After we graduated from Cal, I brought him into my startup. The startup failed. He moved on to work for one of our customers. I went to grad school. I returned to the same friend I had admired—someone who had gone on to become a director at his company. Every time he threatened to leave, they gave him more money and promoted him. “I’ve been at the same company for six years,” he’d sigh, underwhelmed with his accomplishments. “Look at you, you got your MBA and bought a house.”
Our conversations center around how proud we are of having done exactly what we wanted to do. Go to prestigious schools, make money, have promising careers. We did it all. We can do anything we want. Anything. We didn’t factor relationships or love into the goals we had. We figured that would just fall into place, but it hasn’t.

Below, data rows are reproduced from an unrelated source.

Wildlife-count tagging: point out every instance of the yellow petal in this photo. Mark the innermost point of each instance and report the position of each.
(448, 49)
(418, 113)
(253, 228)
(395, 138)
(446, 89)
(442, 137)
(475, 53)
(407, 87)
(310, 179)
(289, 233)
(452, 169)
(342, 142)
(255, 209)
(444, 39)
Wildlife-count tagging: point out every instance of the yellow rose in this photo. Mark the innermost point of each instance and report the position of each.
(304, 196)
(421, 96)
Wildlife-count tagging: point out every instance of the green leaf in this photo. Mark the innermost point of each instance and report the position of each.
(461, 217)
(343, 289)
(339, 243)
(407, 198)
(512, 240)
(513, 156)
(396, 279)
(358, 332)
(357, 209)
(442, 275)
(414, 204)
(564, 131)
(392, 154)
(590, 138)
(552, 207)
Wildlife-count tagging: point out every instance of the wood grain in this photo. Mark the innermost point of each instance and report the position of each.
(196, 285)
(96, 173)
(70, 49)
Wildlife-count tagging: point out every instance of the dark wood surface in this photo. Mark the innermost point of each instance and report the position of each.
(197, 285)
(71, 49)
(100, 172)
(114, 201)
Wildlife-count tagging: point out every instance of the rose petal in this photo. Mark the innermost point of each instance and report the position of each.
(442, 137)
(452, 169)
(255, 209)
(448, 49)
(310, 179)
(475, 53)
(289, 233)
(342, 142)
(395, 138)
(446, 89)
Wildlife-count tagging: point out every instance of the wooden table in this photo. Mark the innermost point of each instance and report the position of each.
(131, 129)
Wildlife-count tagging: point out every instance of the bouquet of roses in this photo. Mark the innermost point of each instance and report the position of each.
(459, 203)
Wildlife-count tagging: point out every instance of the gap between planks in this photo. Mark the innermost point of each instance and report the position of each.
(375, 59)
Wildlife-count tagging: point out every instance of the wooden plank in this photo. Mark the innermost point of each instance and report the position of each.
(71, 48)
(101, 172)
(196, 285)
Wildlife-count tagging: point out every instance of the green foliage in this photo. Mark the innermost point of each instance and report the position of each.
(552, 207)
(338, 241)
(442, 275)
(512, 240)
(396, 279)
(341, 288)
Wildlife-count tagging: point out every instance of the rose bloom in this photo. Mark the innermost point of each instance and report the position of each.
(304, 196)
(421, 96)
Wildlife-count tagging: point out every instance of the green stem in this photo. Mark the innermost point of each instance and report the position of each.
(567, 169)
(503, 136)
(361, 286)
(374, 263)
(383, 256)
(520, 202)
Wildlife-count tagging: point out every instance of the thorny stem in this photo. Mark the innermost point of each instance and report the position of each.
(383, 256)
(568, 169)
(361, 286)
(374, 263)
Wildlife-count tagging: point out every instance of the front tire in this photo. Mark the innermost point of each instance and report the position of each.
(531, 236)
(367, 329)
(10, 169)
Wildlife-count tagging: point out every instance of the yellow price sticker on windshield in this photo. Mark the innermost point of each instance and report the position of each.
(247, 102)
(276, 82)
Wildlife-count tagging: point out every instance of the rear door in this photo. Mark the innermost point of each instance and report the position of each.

The heartache has become routine. “Cathy, my boyfriend dumped me.”
“Marc, I just broke up with my boyfriend!”
“Is this the second or the third time around?”
I’ll get him liquored up—a night on the town.
He’ll cook me dinner and we’ll get trashed drinking wine in his apartment.
At his place, suffering from Dave breakup, I sniffled, “Hey Marc, if we’re both single when we’re 40, how ‘bout we get married?”
“Oh, Cathy,” he beamed. “That’s a great idea! It would be perfect. You can clean. I can cook. And we’d make a shitload of money. OmiGod, think of what we can do with our purchasing power. Yes, yes! Let’s do it. Shake.”
Firm handshake to seal the deal.
When I returned from Minneapolis, I wanted to go out. I didn’t care that I had an early morning call the next morning. I called Marc. He reiterated his one drink policy for the night. He was feeling out of it, maybe coming down with something.
Fine, I was ok with a drink or two. I needed to get out. I felt like I’d missed out on the Indian Summer action while in winter cold Minneapolis.
We strolled around the Castro. It was perfect T-shirt and shorts weather in late October at night in San Francisco. I couldn’t believe it. I get cold easily, but I didn’t even have a sweater on.
I drank mojito after mojito after mojito. Five drinks total. Marc’s one drink turned into one too many. We went from bar to bar to club to club, dancing, laughing. I was having a great time. I could do this. I could marry a gay guy! Aren’t you supposed to marry your best friend? Marc’s my best friend. The fact that he’s gay…umm, that’s minor, right?
It was 1:30am on a Thursday night. I had fantasies of my bed. “Marc, I’m done. I’m going home.” I hung on his arm, scanned the dance floor, and pointed. “Look, that guy there. He’s hot. Go get him, tiger. I’ll be home in bed.”
“Ok, Catchee. Love you, mean it. Bye!”
I exited with a grin on my face. Marc loves me. He’d take care of me. He’s my best friend. He just might make the perfect husband.